GemFire Image Search

An example using the GemFire Vector Database extension to perform an image search.

View on GitHub

GemFire Image Search

An image search webapp that uses VMware GemFire and the VMware GemFire Vector Database extension. Download the extension from the Tanzu Network: GemFire Vector Database extension

Using the Application

  1. Click “Create Index”

  2. Click “Load Embeddings” the application will then

    • Determine if the /static/images directory exists in the backend directory and if there are any files in that directory.
      • If the directory DOES NOT exist, the application will create the directory, download the images dataset (~1.9 GB), unzip the file, and extract the images to the directory (~25,000 images)
      • If the directory DOES exist, then it will skip the above step.
    • Determine if the precomputed embeddings file exists. If it does not, then it will download the file.
    • The precomputed embeddings are then loaded into GemFire.
  3. Now that the index has been created, images are available, and the embeddings have been loaded into GemFire, you can search for images.
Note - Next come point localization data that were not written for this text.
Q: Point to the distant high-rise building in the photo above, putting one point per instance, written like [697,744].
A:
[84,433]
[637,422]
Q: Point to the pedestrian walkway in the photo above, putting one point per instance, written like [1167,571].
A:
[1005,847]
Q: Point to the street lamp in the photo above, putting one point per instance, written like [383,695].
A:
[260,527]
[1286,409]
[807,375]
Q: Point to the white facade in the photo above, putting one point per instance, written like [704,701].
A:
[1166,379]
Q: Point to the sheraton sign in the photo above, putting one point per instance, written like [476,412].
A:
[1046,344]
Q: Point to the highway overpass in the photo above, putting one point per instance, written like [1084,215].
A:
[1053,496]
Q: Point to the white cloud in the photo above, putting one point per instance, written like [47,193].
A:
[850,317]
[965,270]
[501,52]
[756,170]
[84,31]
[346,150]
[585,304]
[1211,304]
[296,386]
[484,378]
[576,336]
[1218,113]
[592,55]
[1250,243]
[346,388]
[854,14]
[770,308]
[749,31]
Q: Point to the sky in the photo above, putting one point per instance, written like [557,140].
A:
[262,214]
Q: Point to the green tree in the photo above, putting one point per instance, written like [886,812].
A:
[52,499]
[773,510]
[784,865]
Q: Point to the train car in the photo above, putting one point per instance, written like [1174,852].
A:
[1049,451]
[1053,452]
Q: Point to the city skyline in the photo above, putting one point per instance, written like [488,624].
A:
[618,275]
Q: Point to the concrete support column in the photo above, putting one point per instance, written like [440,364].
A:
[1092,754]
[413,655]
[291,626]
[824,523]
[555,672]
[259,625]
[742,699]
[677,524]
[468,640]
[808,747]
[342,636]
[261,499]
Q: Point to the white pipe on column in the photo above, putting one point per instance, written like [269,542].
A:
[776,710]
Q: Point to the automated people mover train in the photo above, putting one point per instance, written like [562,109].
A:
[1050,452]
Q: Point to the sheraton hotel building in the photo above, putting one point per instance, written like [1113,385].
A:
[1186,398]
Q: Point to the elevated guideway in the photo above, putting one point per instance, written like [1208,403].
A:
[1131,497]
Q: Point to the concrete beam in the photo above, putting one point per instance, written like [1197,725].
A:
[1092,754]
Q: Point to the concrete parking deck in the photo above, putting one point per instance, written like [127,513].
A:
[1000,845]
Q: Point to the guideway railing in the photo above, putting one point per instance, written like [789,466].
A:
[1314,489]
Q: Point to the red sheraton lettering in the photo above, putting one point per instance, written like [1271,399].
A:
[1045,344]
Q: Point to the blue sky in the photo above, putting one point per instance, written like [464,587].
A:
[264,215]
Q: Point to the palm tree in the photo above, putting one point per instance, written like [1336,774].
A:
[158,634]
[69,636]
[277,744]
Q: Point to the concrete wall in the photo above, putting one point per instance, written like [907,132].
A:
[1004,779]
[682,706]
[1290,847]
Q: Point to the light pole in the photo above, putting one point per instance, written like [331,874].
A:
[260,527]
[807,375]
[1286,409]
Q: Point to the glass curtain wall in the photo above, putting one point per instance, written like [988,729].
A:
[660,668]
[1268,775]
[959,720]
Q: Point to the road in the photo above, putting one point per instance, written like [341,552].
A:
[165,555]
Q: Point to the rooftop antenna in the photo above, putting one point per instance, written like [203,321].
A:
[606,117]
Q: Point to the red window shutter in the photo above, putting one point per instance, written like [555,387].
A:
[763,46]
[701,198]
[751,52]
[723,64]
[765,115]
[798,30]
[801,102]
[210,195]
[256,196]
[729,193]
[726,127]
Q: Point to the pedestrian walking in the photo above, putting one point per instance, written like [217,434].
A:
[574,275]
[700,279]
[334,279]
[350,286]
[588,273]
The full image set can also be downloaded here if needed: Image Data Set


If you would like to use your own images data set:

  • The images must be placed in the backend/static/images directory.
  • The images must be .jpg files.
  • You must set use_precomputed_embeddings (~line 20) in the embeddings_processor.py to False.
    • The application will randomly select and encode 100 images from this folder. This is only because the encoding takes time and memory. You can adjust this number if needed in the embeddings_processor.py file, in the load_embeddings method (~line 33).
  • With 1500 images on a local machine it can take about ~20 minutes to encode them. This number will vary for each user.

When searching images

  • The application filters out results that have a score less than .60. This is set in the app.py file, in the /searchImages endpoint.
  • The search query sets top-k:100 - this means it will return the top 100 results from the query. This can be changed in the embeddings_processor.py -> def create_query_embedding(search_query):

Running the Application

Host and Port

The application currently expects to find the GemFire --http-service-port at 8081 and running at localhost. If you change this port, you will need to update the baseUrl in the app.py file with the new host and port.

Requirements

There are a few python packages you may need to install such as:

  • Sentence Transformer (pip install -U sentence-transformers)
  • pytorch (pip3 install torch torchvision)
  • PIL
  • There may be others. You’ll have to build and see what you have or don’t have on your own system.

Starting GemFire

  • Download the VMware GemFire Vector Database extension from the Tanzu Network and put the .gfm file into the GemFire extensions directory.

  • Start a GemFire Shell (gfsh)

  • In the GemFire Shell, start a GemFire locator

    start locator

  • In the GemFire Shell, start a GemFire server, turning on the rest API and setting the HTTP Port
    start server --start-rest-api --http-service-port=8081 --name=gemfire-image-search

Starting The Web Application

  • Open a terminal.
  • Navigate to the frontend directory
  • Run npm install (You may end up with an output after the installation of - “8 vulnerabilities (2 moderate, 6 high)” )
  • Run npm run build
  • Navigate to the backend directory
  • Run python app.py
  • The application should be running now. See the top of this ReadMe for instructions on how to use the application.